What you’d really want to say, in a perfect world, “it’s OK, you heavy smokers, you should vape instead of smoking (but if you can, eventually stop vaping too). You non-smokers though, don’t start vaping because nicotine is bad for you, but not as bad as starting smoking”.
Public health messaging needs easy-to-understand slogans, which need to reach as many people as possible with a messages everyone can understand. Public health messaging is not a place for subtle nuances and explanations. This is why public health officials from round the world end up filling your head with just one message, or the other. It’s either good, or it’s bad. There is no room for a grey area.
A few small things are different between America and the UK. Here in the UK we have some restrictions about the size and nicotine content since TPD legislation, and the smoking rate is slightly higher in the UK per percent of the population. The EU’s tobacco policy officials are clearly more sympathetic to the idea of harm reduction, the National Health Service now even offers e-cigs to people who want to quit smoking as they have overwhelming proof that ecigs help people quit and are much safer than cigarettes. American officials, whether financially motivated or not, take the stance “smoking is bad” in whatever form that comes in.

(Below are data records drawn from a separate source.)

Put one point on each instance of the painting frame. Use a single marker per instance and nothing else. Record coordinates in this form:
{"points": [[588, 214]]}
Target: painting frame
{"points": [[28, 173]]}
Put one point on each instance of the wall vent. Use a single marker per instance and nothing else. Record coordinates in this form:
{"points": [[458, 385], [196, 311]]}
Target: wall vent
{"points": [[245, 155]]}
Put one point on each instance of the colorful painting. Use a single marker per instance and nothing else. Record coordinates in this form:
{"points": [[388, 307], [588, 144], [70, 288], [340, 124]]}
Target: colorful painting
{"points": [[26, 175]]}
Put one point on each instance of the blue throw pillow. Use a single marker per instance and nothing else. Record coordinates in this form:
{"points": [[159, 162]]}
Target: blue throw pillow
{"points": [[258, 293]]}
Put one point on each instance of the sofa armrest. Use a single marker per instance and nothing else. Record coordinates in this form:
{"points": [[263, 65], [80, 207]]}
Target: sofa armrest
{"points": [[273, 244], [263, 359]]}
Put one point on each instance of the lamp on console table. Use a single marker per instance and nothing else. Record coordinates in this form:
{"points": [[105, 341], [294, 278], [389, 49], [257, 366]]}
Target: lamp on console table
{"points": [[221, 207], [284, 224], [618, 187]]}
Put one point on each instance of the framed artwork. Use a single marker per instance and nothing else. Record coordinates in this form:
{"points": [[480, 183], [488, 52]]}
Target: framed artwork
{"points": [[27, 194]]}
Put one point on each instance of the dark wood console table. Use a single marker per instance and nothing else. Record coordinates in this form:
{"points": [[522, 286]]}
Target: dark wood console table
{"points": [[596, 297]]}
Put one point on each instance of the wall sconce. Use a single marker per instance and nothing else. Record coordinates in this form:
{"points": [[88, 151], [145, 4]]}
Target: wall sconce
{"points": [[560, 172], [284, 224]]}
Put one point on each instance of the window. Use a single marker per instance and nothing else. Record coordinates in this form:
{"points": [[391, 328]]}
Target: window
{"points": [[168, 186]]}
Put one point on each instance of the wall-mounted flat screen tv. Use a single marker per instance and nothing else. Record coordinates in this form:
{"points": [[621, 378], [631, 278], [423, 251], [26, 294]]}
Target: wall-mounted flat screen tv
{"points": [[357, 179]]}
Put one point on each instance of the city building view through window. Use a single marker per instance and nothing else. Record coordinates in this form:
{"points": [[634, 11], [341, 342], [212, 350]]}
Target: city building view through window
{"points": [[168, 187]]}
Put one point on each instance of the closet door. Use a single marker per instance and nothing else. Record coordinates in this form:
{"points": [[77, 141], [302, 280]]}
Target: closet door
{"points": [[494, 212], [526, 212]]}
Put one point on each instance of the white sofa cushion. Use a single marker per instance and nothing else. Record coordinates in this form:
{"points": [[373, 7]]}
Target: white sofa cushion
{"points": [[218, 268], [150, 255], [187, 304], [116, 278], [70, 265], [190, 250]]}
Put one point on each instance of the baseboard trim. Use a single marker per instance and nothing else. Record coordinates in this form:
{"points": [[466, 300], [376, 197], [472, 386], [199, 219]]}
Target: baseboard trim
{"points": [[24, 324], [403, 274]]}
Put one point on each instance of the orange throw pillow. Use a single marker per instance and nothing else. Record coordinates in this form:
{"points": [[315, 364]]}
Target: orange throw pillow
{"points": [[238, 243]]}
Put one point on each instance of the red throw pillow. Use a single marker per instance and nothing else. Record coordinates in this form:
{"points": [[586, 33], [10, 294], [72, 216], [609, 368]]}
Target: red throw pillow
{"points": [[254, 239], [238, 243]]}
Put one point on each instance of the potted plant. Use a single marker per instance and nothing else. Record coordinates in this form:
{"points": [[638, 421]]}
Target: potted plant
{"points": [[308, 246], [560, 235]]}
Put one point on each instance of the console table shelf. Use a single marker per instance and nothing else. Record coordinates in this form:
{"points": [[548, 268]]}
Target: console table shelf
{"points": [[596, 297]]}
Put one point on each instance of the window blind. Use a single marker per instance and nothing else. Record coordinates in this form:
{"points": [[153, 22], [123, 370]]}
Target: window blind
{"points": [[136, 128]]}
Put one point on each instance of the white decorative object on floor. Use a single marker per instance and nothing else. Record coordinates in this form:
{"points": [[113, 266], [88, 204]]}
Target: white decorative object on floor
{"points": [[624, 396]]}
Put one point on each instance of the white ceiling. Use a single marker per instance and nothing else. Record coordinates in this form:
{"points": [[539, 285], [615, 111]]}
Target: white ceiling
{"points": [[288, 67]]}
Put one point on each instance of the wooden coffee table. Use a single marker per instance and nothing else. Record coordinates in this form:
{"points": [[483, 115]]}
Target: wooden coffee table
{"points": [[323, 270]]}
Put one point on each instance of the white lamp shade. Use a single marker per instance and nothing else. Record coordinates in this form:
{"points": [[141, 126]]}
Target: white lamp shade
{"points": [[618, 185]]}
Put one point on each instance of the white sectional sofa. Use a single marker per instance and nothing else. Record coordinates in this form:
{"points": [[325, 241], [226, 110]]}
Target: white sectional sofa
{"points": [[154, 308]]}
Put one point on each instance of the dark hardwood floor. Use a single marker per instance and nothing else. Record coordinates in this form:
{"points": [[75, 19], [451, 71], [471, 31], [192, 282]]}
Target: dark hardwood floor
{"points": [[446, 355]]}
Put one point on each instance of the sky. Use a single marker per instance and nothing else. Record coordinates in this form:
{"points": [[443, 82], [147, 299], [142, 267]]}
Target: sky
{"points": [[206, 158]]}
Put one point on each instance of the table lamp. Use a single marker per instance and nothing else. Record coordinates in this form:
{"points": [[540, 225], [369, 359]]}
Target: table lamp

In the end, we’re talking about two very similar countries that share the same customs and language, thats seem to be taking a completely difference stance when it comes to ecigarettes, all researched from official studies and data. Eventually we are hoping public sense will prevail and the public health sector worldwide will realise whatever you do people will smoke. All we have to do is look at the 1920’s when America made alcohol illegal. No-one stopped drinking. It has always been the same with smoking too. But the UK government understands harm reduction, and allowing ecigarettes to smokers is the much better and safer public policy, than allowing tobacco with no ecigarettes.